After she had read through the Bible seven times, Butterfield continued to wrestle with it spiritually. When Smith preached a sermon on Jesus feeding the 5,000, he paused to emphasize Jesus’ words to Peter and the disciples: “Do you still lack understanding?”
“This startled me, because this was my question,” said the former literature professor. “I realized that question was for me. Do I still lack understanding? Then I wondered who was speaking here: that old man behind the pulpit or the God-man from before the foundations of the world? There was something about the hermeneutic of preaching that completely disarmed me, and truth be told, it still does.”
It was through deep, heartfelt repentance that Butterfield began to experience new life. Though her life has changed significantly since her conversion, that fundamental reality never changes, she said.
“Repentance is bittersweet business,” she said. “Repentance is not just some conversion exercise; it is the posture of a Christian.
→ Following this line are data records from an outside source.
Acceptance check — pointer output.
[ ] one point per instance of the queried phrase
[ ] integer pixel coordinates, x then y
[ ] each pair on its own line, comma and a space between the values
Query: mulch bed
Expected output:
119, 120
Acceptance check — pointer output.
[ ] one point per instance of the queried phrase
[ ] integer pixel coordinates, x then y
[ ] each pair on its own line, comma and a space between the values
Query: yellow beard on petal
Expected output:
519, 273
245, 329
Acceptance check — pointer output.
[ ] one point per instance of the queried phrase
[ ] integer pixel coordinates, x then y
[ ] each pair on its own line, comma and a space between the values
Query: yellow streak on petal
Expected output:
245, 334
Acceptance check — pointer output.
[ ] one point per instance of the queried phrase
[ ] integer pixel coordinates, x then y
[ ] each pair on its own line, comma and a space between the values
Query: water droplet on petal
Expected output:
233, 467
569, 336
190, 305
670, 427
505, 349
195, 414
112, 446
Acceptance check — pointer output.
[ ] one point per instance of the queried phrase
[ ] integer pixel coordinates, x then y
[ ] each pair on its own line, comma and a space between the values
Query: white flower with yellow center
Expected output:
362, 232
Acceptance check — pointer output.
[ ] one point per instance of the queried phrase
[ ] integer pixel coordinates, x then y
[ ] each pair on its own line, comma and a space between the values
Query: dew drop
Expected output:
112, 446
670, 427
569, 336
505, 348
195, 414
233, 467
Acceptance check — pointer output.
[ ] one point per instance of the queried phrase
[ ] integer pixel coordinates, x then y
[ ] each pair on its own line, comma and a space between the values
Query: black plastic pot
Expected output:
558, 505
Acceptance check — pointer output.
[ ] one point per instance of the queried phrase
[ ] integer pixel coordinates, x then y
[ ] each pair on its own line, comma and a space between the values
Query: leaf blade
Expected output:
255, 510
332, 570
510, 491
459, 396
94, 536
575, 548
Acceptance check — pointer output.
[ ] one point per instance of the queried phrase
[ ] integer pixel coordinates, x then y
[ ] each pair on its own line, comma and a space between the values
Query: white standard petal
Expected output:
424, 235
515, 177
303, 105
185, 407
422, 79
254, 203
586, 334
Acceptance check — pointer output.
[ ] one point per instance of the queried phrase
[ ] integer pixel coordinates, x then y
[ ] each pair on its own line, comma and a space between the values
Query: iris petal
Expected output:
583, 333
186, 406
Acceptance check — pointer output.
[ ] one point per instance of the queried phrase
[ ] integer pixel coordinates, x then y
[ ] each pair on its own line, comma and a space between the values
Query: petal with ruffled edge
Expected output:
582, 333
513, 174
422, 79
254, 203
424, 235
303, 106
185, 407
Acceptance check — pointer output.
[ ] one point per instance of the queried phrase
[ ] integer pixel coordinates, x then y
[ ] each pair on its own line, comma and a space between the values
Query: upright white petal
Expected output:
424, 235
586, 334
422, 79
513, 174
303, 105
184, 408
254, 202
Repentance is our daily fruit, our hourly washing, our minute-by-minute wake-up call, our reminder of God’s creation, Jesus’ blood, and the Holy Spirit’s comfort. Repentance is the only no-shame solution to a renewed conscience, because it proves only the obvious: that God was right all along.”
Butterfield’s talk was followed by an hour-long question and answer session with Heath Lambert, executive director of ACBC and associate professor of biblical counseling at Southern Seminary and Boyce College. Butterfield argued the moniker “gay Christian,” when used to affirm that both a Christian identity and a homosexual identity are compatible, is unhelpful.
“The problem with identifying as a gay Christian is that the Lord Jesus Christ wants our whole identity,” she said. “And we are not to use any adjectival modifier to modify our identity as Christian, especially if that is not going to survive to the new Jerusalem.
“Adjectives in terms of grammar are modifiers, their job is to tell me what kind of Christian you are. The problem with a term like ‘gay Christian’ is that it modifies Christian according to a category of the flesh.”
Butterfield has written two books, Secret Thoughts of an Unlikely Convert and Openness Unhindered. Audio and video from the conference will soon be available on the ACBC website.